Every year at this time O+A designers get together to take apart a chair. 

Chairity is an event hosted by the contract furniture dealer Two Furnish, which brings the design and architecture communities together to raise money for charitable organizations. Designers choose a used chair from Chairity’s collection of cast-offs and reinvent it as a work of art, a piece of social commentary, a goofy contraption or another piece of furniture—sometimes all of these. The re-born seat is then auctioned off at a Chairity Gala.

This year, O+A chose a child’s rocking chair from an era well before kids’ furniture was cool. Still the design team thought this little rocker had character. “The leg detail, the back detail—it’s quite special,” says Sharon Sclarr, one of the designers on the team. “You can see little chips in the wood and you know there’s an existing narrative there. You kind of get the sense of a different time and place.”


It was to accentuate that narrative, maybe even memorialize it, that the team voted for Sharon’s idea to take components from the rocker, replace them with cast concrete replicas and resettle the original wood in new concrete homes—in this case three small tables. 

The core team in addition to Sharon included Lauren Harrison, (who coordinated the project), Priyam Mehta (formerly of Concreteworks, who served as in-house fabrication consultant),  Edan Maoz, Lauren Perich, Kaylen Parker and Rachelle Meneses with periodic assists from Verda Alexander, Chelsea Hedrick, Kayla Goldberg and Emily Cano. Why such a large team for such a little chair?


“Everyone was so busy on project deadlines,” Lauren Harrison explains. “And since this was all volunteer work, people had to come in and out of it as they were able.”
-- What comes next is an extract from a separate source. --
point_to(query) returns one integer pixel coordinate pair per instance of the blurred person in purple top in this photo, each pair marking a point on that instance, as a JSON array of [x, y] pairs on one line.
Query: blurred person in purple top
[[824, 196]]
“It was quite a long process,” Sharon says. “We had to first pull apart the chair and then understand what was going on, because when you look at it intact, it’s been built so well we didn’t know how it was put together. Was it glued? Were there screws? Then we had to create the molds and that took quite some time. And then we had to cast the concrete and that also took some time. And it was messy! So we worked out front in the parking lot and it was uneven ground—that was quite interesting, trying to level it out, because it sets. Concrete sets. There were a couple of pieces that had to be sanded back because they were slightly…” She makes a gesture to suggest a surface on which a marble might roll.
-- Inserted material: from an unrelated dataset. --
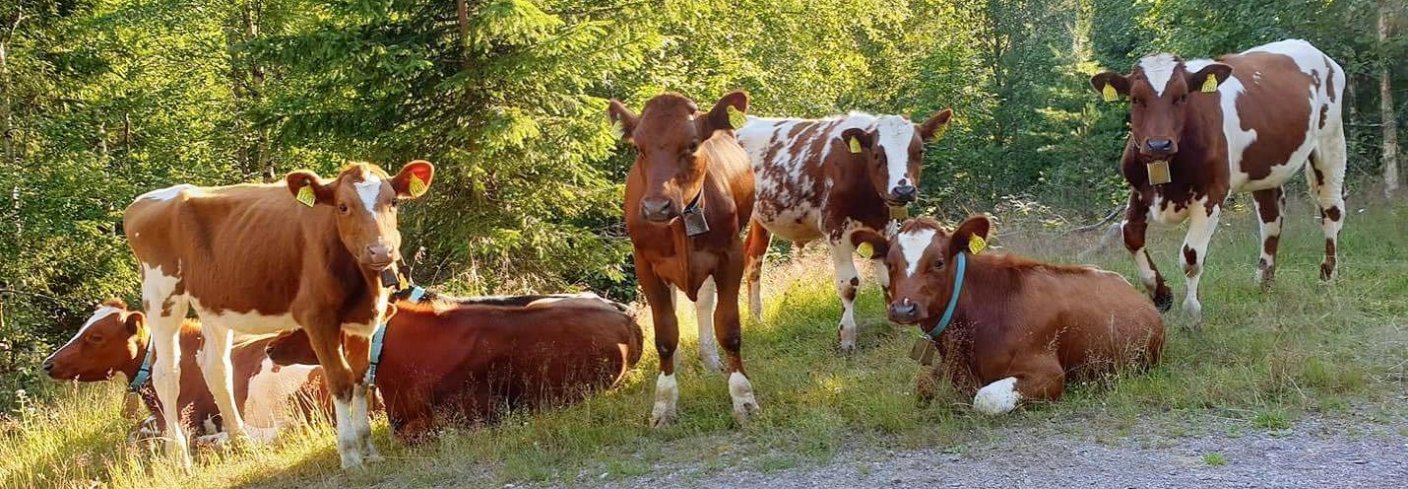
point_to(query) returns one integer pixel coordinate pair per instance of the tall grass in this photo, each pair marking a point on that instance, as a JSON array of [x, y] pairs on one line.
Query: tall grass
[[1263, 360]]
The result: a child’s rocker that rocks two periods of furniture design; two foundational materials, concrete and wood; two kinds of furniture, tables and a chair and (we hope) Two Furnish’s showroom on auction night—Thursday, October 10th.   
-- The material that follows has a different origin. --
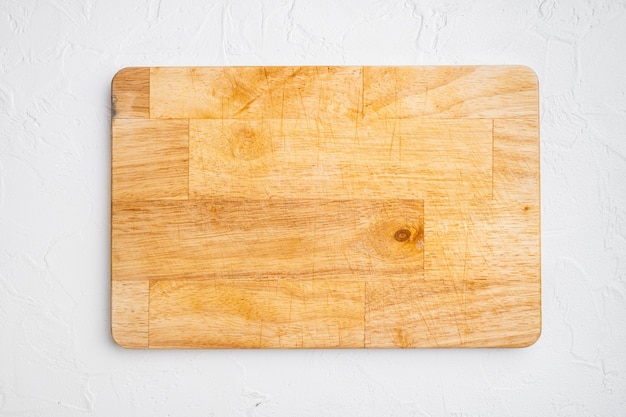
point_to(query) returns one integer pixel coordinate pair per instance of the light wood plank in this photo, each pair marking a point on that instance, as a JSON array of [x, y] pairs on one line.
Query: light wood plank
[[267, 239], [450, 92], [129, 313], [337, 159], [150, 159], [257, 314], [516, 161], [130, 93], [256, 92]]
Chairity has raised over $109,000 for community organizations since its inception in 2017.  Funds raised at this year’s auction will go to two non-profits dedicated to making life better for disadvantaged young people in the Bay Area. Project Color Corp gives schools an upgrade by painting rundown exteriors in bright inviting colors. But it does more than paint—it involves the children in choosing the colors and the design; it gives them a stake in their own environment. Larkin Street Youth Services is an organization that helps teenagers and young adults get past homelessness. Its assistance in housing, employment, healthcare and education helps people turn their lives around before early misfortune takes them too far down the wrong path.